= Jack Tinker =

English theatre critic (1938–1996)

Jack Tinker (15 February 1938 - 28 October 1996) was an English theatre critic.

Tinker made his reputation on the Brighton Evening Argus, before becoming theatre critic for the Daily Mail in 1972 where he worked for twenty-four years. He became the president of the Critics' Circle and the "most influential and most popular" of the London theatre critics until his death of a heart attack, aged fifty-eight. Lights in the West End were dimmed in his honour – a gesture usually reserved for deceased actors.

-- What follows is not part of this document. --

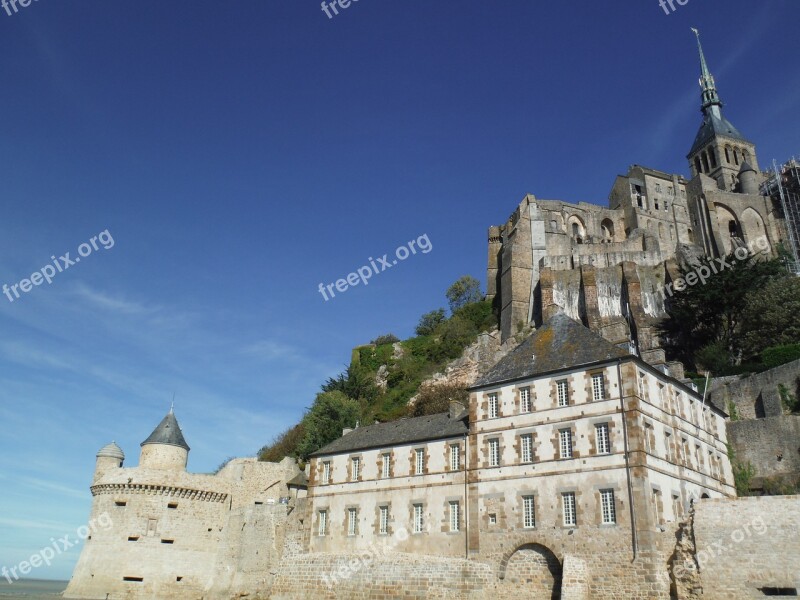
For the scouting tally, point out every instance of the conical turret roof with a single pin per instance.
(111, 451)
(168, 433)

His obituary in The Independent reported that "Jack Tinker saw himself as in and of the theatre, a critic from inside the boundary who could be as savage as any of the outsiders but who always knew precisely what he was being savage about." His appearance was distinctive, too: "Flamboyant in manner and dress and often sporting a ponytail, Jack was an easily recognisable theatrical character. His wealth of anecdotes and engaging charm not only found him as at home at a restaurant table of actors and producers in a West End restaurant but also doing a regular turn entertaining passengers on the QE2 when he took a break from reviewing."

Among Tinker's notable reviews was his response to Sarah Kane's Blasted, in which he reported being "disgusted [...] by a play which appears to know no bounds of decency yet has no message to convey by way of excuse" and which he found "utterly without artistic merit".